I don’t think I can go back…

I was out walking in the woods near my home when a message came in from my best friend:

“We are locked down for at least another three weeks”

It was what I needed to pop the bubble of grief that had been stuck halfway up my chest all day, and I sat down on a low branch and had a cry.

I’ve been feeling frustrated with the expression “when things get back to normal”. Firstly because there is no “back”. There is always only ever “next”; only “forward”. Maybe the right word semantically is “resume”. But more than semantics and chronology, it will surely be impossible to pick up where we left off because individually, collectively, economically, socially -we are all being changed by This. The effects of this virus have been far beyond biological; it has reached into the existence of every single organism on our planet. Into eco-systems, stock exchanges, air quality, family dynamics, neighbourhood networks, supply chains, and Prime Minsters’ experiences of love…

The effects of this virus have reached into and mutated my will for the future. Because even if it were A Thing, I don’t think I could go back. And yet I feel very scared that nevertheless, I will. That I will choose to. That I will be expected to. Needed to.

I’ve been attempting to figure out whether my reaction to Lockdown is best characterised in terms of the relieved emergence of my ‘secret introversion’, or whether it perhaps reveals that I was personally burning out. But exploring this with my closest friends, and reading some of the truly brilliant articles cropping up online like here, here and here, it seems that I am far, far from alone.

I cried just now out of pure relief that I have at least another three weeks of living this much smaller, quieter life, where I exercise on my gym mat daily, pray daily, cook daily, and weave a dance from 8am to 8pm between online sessions with clients and hanging the laundry out, preparing for the next session and taking care of personal admin, listening to a CPD recording and walking up the hill and through the woods behind the house. Where I sleep till 7 not 5. Where I wake naturally not yanked by the hair by my alarm clock. Where I have enough energy, it seems (and I didn’t know it was because I was too tired; I thought I just secretly didn’t really want to do it), to go dancing (in my front Zoom), to chat across the fence to my neighbours, to join in online social events, and yes, like everyone else, to bake (hence the daily exercise on my mat…).

I also feel scared, and really angry.

I don’t know who precisely to be angry with. Economists? The leaders of the Industrial Revolution? Myself? The Man? The best analogy I can think of is the frog in the saucepan thing. It’s like I was one of – we were – the frogs in Frog Boiling Experimental Group B, happily swimming around in water that was actually getting hotter and hotter.

Acclimitising, rationalising, dissociating, denying, entirely unaware that I was being boiled alive, when someone accidentally knocked the saucepan off the stove. Now I’m on the kitchen floor, shocked, experiencing the relief of the absence of something I didn’t even know I didn’t want. But up above my head, I can see someone preparing a fresh saucepan of water, and I don’t know where the door is.

As always, with all my “lockdown” posts – I know I’m not speaking for frontline workers, the sick, the people who’ve lost loved ones, or their income. But I do think I might be speaking for an incomprehensibly large number of people across the globe who have been accidentally handed the balance in their life, and the reordering of their priorities, that they’ve been bone-deep longing for as long as they can remember.

And I don’t know what to do, but I don’t see how I can willingly climb back into the saucepan. Since I was in my late teens and early twenties, nothing has affected me enough to elicit a resistance-level-conviction in me that I would lay down in the road, chain myself to a railing, or go on strike to honour.

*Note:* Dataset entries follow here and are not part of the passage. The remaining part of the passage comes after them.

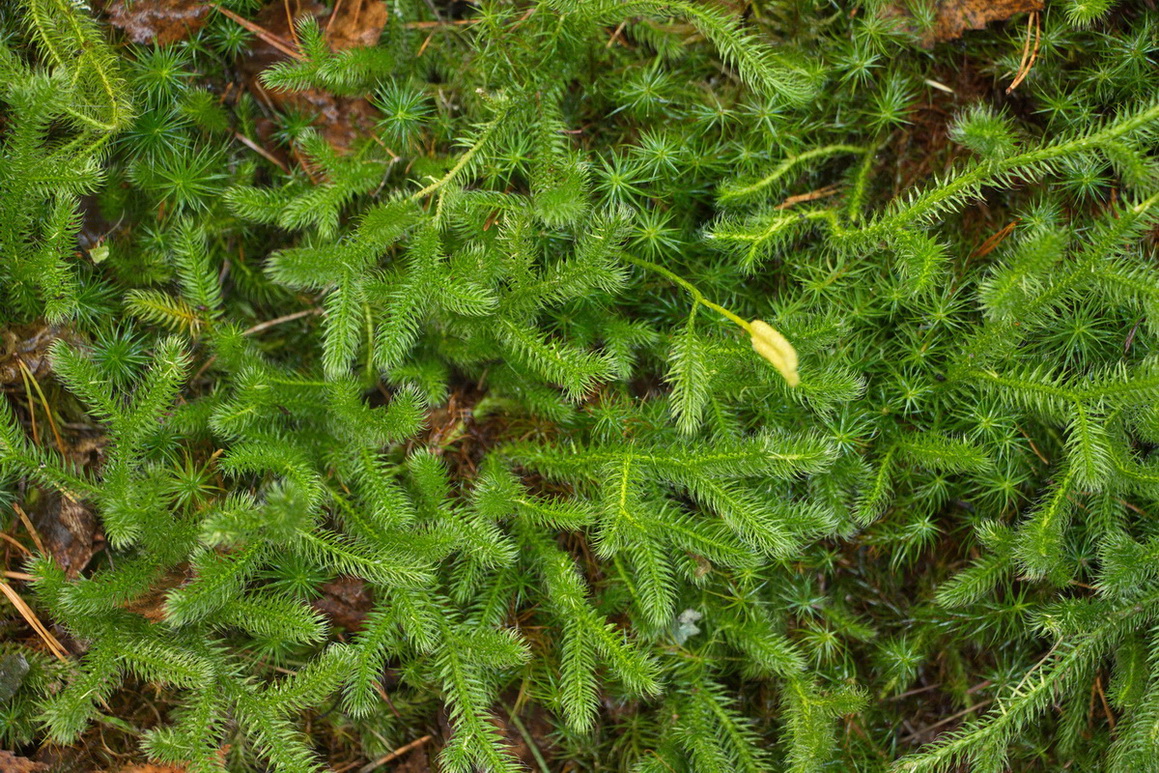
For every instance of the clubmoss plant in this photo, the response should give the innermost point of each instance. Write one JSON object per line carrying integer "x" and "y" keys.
{"x": 888, "y": 504}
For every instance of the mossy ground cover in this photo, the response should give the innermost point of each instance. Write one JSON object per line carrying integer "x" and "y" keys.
{"x": 605, "y": 385}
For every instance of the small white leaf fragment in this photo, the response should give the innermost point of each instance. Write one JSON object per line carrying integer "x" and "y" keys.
{"x": 773, "y": 347}
{"x": 686, "y": 626}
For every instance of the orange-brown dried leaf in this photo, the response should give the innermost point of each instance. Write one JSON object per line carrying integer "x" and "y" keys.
{"x": 345, "y": 603}
{"x": 356, "y": 23}
{"x": 151, "y": 604}
{"x": 29, "y": 344}
{"x": 954, "y": 17}
{"x": 158, "y": 21}
{"x": 11, "y": 763}
{"x": 340, "y": 119}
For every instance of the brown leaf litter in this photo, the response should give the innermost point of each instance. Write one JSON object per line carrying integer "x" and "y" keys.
{"x": 955, "y": 17}
{"x": 341, "y": 119}
{"x": 158, "y": 21}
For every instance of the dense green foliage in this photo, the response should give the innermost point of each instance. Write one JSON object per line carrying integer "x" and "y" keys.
{"x": 565, "y": 218}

But if there’s a Don’t Go Back movement, I’ll be there at the railings on the day the lockdown is lifted. I am worse than ignorant when it comes to economics, but I refuse to believe there isn’t an economic recovery model that insists on preserving balance, dethroning the tyrant of unfettered profit and unmoderated growth, and refusing to rely on exploitation.

And that’s exploitation writ large and writ subtle, in the form of middle class overworking and modern-sense resistant stigmatising of the basic need for time to do anything other than work sleep and repeat with a good measure of feeling you’ve failed because you still didn’t call your Dad, do any exercise, or eat anything that wasn’t straight out of a packet.

As any recovering addict knows, pain is the touch-stone of growth, and desperation is a gift. We have been forced into a change that no business or political party and very few individuals would choose unless their back was against the wall. But now that we’ve seen, will we allow ourselves to forget what we discovered? Will we allow ourselves to forget what it was like to have time for living? It’s not the moon on a stick. I’m not campaigning for the right to crotchet tofu three times a day or advocating that we all sit in the lotus position until our joints dissolve into enlightened stardust, and neither am I championing sitting on ever expanding home-baked backsides watching Neflix either.

I just think it’s ok for us to insist on having time, and clean enough air, to breathe.